Consumers Reaching for the Good Stuff This Halloween
Posted on October 18, 2009Nielson, the company that compiles TV ratings, has released a report about consumer Halloween candy trends. First off, everyone buys candy at the last minute. And this year people are going for the name brand candy, not the generic brands. Here are the highlights from the report about Americans' candy buying habits:
* Consumers buy less store brand or private label candy for Halloween, with store brand candy losing share during the Halloween season. Store brand candy holds a larger share on an annual basis (8.1 percent) than it does in the weeks leading up to and including Halloween (5.6 percent). The trend is the same for both chocolate and non-chocolate candy segments.That's a pretty interesting finding. We'd think that in a recession, people might tend to go to a cheaper house brand. Apparently everyone is buying those little Snickers, Hershey's and Kit Kat bars with an eye towards having something tasty in the house in between trick or treaters. It's a sound strategy.
* Approximately $1.9 billion or 598 million pounds of candy is sold during the Halloween season.
* Halloween is the biggest season for chocolate candy, with nearly 90 million pounds of chocolate candy sold during Halloween week. By comparison, nearly 65 million pounds of chocolate candy is sold during the week leading up to Easter and only 48 million pounds of chocolate candy is sold during Valentine's week.
* Consumers tend to wait until the last minute to purchase Halloween candy, either procrastinating or hoping for a better deal. The biggest candy buying days of the Halloween season are the Sunday before the holiday and on Halloween day.

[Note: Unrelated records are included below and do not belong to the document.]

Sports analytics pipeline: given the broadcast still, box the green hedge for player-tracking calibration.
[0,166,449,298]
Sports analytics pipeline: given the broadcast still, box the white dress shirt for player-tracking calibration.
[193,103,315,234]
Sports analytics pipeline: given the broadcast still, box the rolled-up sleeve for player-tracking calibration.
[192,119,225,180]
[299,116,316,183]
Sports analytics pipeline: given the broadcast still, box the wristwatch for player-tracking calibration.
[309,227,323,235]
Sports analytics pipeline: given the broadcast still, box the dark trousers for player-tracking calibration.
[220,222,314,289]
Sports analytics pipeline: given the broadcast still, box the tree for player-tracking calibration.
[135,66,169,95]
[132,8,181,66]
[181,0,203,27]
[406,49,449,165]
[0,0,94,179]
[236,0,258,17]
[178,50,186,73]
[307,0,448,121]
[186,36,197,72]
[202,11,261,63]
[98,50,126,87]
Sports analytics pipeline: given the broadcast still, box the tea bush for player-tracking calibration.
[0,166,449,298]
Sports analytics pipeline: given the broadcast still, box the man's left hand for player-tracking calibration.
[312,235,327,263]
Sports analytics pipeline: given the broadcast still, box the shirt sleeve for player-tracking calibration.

"Without a doubt, consumers continue to turn to store brands in a down economy," said Todd Hale, senior vice president, Consumer & Shopper Insights, The Nielsen Company. "What we see with Halloween candy sales, however, is a sign that consumers may be 'splurging' with brand name products for the holiday or simply taking advantage of brand name promotions and price reductions. Candy manufacturers invest a great deal of marketing dollars to build brand equity in candy and private label candy has not been able to overcome that investment and grab significant share."